Nova Star Cruises
- Company type: Private Company
- Industry: Transportation
- Founded: 2014
- Key people: Mark Amundsen, President & CEO
- Products: Ferry service

= Nova Star Cruises =

Nova Star Cruises Limited, referred to simply as Nova Star Cruises, was a ferry company operating in Nova Scotia and Maine. Their ship, MV Nova Star, was a Ropax cruiseferry operating seasonally on the Gulf of Maine between Portland, Maine and Yarmouth, Nova Scotia.

The company, operated as a joint venture by Quest Navigation of Eliot, Maine and Singapore conglomerate ST Marine, was awarded the contract to operate the route in November 2013, when the Nova Scotia government agreed to issue $21 million in forgivable loans to the company over seven years. The company began service on May 15, 2014. During the first summer, the company expected to carry 100,000 passengers, but had only carried 59,000 by the time it stopped operating for the season in October. As a result, the Nova Scotia government spent the entire $21 million allocated to subsidizing the service for seven years in the first season, and issued an additional $4.4 million to Nova Star in October, subject to increased financial oversight.

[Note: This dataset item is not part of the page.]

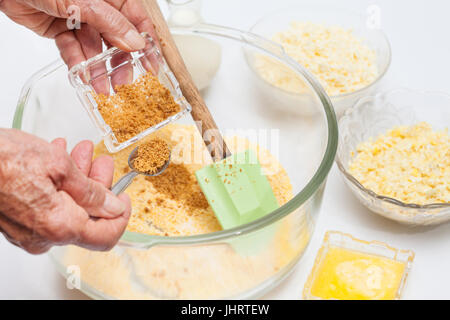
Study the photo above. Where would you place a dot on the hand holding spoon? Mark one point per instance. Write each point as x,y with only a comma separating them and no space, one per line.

Nova Star was initially laid up for winter 2015 in Nova Scotia, but moved south to Charleston, South Carolina in January after Nova Scotia provided $2 million to cover off-season expenses. In February, Nova Scotia officials said that the province had developed a plan to spend $13 million to subsidize Nova Star during the 2015 season, with the ferry operating between June 1 and October 14.

During 2015, the company set a target of 80,000 passengers carried, though by August it was on track to miss the goal, having carried 37,800 by the end of the month, and the Nova Scotia government was working to determine whether it would contract with Nova Star again in 2016. Four companies submitted bids to Nova Scotia, with the province expected to select the 2016 operator of the route within weeks.

By 2016 the MV Nova Star had moved to Europe and a new high-speed ferry line was in operation between Portland and Yarmouth.